Ich nicke und sie lockert ihren Griff. „Hier sind wir sicher. In dieser Wohnung.“
Ich weiß das. Ich hatte geglaubt, dass ich heute nach dem Frühstück die Jacke überwerfen, die Tür öffnen und die Wohnung verlassen würde, dass ich aus dem Haus auf die Straße treten und am Hauptbahnhof in den Zug nach Hannover steigen würde. Allein bei dem Gedanken an die Straße, den Bahnhof, den Zug wird ihr Griff um meinen Hals wieder fester.
„Alles ist gut“, sage ich. „Ruhig atmen!“
Die halbjährlichen Mitarbeitergespräche finden - auch für diejenigen im Home Office - ab sofort wieder in Präsenz statt, hatte vor vier Wochen in der E-Mail gestanden. Habe ich ernsthaft geglaubt, ich würde daran teilnehmen? In Präsenz? Wahrscheinlich habe ich es gehofft. Aber sie wird mich nicht nach Hannover fahren lassen.
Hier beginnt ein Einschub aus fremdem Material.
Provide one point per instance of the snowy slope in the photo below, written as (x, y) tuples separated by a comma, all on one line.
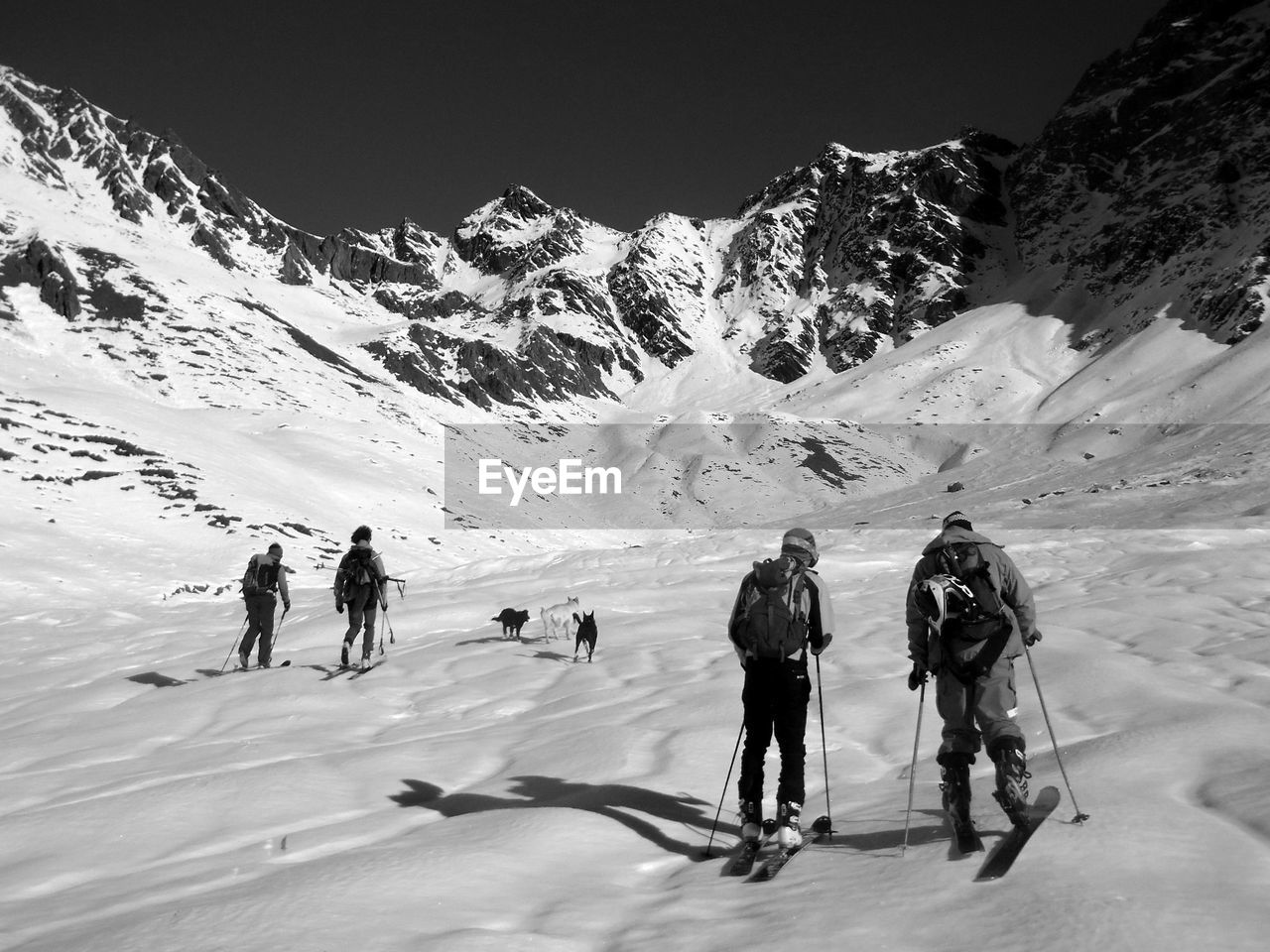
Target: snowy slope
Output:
[(480, 793)]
Ich muss aufs Klo. Vom Bettende sind es drei Schritte bis zum Flur, vier Schritte über den Flur bis zum Bad, dann drei zur Toilette. Das Bad ist klein, wenn ich will, kann ich gleichzeitig pinkeln, Hände waschen und die Füße duschen. Drei Schritte zum Flur, vier zum Schlafzimmer, noch drei und ich bin wieder im Bett. Die Kastanie vor dem Fenster. Für mich ist es kein Fenster. Es ist ein Bild: dunkle, kahle Äste vor einem asphaltgrauen Himmel. Titel: Kastanie im Herbst. In meiner Wohnung gibt es keine Fenster. Sie hat die Fenster gefressen, wie auch fast alles andere in meinem Leben: meine Freunde, den Sportkurs, lange Spaziergänge im Wald und meine Selbstachtung. Alles, was ich noch habe, ist mein Job. Ohne ihn wäre ich nur ein Ding auf zwei Beinen. Das isst und verdaut und aufs Klo geht. In dieser Wohnung. Ich weiß, es gibt einen Planeten da draußen, ein ganzes, verdammtes Universum. Aber nicht für mich.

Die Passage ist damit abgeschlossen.